PSUCCESSFULANESTHETIC MANAGEMENT OF NEONATAL SURGERIES

Dr.Eugene Alex. J

Meenakshi Mission Hospital and Research Centre

1. Dr. Eugene Alex. J, 2. Dr. Kannan. D, 3. Dr. Lakshmi. S

ABSTRACT:

Neonates, as anesthesia patients, require special attention. Though they appear to be a miniaturisation of adults, their physiology is not exactly so. There is a wide difference in the physiological requirements of neonates and their adult counterparts. Anesthetic management of neonatal surgeries require a precise understanding of the transitional physiology that exists in neonates and a sound knowledge of the pathophysiology of the surgical condition.

CASE SERIES: CASE 1:

A 2 day old baby weighing 1.5 kg, diagnosed with mal rotation and partial volvulous, was posted for Ladd's procedure.

CASE 2:

A 2 day old baby weighing 1.2 kg, diagnosed with anobulbar fistula, was posted for colostomy.

CASE 3:

An 18 hours old baby weighing 2 kg, diagnosed with anocutaneous fistula, was posted for colostomy.

OUR MANAGEMENT : A

ll our patients were premedicated with atropine.

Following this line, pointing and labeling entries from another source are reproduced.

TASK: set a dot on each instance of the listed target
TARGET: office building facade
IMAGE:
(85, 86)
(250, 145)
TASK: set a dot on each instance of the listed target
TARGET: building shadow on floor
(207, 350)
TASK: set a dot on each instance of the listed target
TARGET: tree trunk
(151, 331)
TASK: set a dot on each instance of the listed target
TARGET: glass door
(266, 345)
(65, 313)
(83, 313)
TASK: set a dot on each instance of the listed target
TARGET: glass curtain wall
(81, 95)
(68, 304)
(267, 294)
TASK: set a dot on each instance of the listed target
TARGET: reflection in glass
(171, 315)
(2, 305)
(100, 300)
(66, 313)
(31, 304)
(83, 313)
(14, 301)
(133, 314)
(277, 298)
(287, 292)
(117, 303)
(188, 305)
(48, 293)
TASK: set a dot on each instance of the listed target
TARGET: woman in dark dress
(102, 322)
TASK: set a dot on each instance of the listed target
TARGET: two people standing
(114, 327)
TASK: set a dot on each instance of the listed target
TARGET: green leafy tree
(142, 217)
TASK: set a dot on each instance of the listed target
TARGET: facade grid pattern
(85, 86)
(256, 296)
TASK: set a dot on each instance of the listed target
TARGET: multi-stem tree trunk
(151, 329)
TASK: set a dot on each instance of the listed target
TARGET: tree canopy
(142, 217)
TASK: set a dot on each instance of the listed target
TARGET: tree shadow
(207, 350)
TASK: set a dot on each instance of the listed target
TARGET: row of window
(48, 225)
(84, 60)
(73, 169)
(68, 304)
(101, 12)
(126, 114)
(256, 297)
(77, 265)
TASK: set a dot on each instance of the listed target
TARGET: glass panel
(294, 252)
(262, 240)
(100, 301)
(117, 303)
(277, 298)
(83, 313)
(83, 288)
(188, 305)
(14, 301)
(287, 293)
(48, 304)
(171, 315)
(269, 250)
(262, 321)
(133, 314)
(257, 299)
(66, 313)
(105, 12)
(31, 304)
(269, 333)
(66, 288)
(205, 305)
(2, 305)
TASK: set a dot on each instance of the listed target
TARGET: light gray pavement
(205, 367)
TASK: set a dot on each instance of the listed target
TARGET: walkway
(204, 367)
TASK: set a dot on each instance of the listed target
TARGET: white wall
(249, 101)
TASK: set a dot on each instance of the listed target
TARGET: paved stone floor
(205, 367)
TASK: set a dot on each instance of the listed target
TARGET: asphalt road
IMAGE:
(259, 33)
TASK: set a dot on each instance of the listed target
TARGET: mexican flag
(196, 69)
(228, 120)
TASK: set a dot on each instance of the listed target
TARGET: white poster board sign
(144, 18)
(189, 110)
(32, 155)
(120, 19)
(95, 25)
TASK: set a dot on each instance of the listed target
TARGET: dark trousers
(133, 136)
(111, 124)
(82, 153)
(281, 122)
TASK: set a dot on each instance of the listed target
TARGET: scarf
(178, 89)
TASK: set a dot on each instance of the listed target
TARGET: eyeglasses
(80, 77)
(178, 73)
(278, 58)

Induction was done with Sevoflurane and fentanyl, intubated and then paralysed with Atracurium. Meticulous calculation of doses of all anesthetic drugs and analgesics was done. Capillary blood glucose was monitored every 30 minutes. Adequate intraoperative analgesia was given with fentanyl and postoperative analgesia was given with paracetamol suppository. Ambient room temperature was maintained. Body temperature was monitored with nasopharyngeal probe. Patient was covered with warm drapes. Warm IV fluids were infused and peritoneal wash was given with warm saline. Maintainance fluid was given at 4 ml per kg. Third space loss was replaced. Each ml of blood loss was replaced with 3 ml of crystalloids. As a result of these measures, we were able to successfully extubate all our patients on table. Post extubation all patients maintained adequate spontaneous ventilation with a normal saturation and heart rate.

CONCLUSION:

Neonates are not tiny adults. Their unique physiology poses many challenges to the anesthesiologist at various levels. These challenges can be successfully managed with vigilant monitoring and intensive care.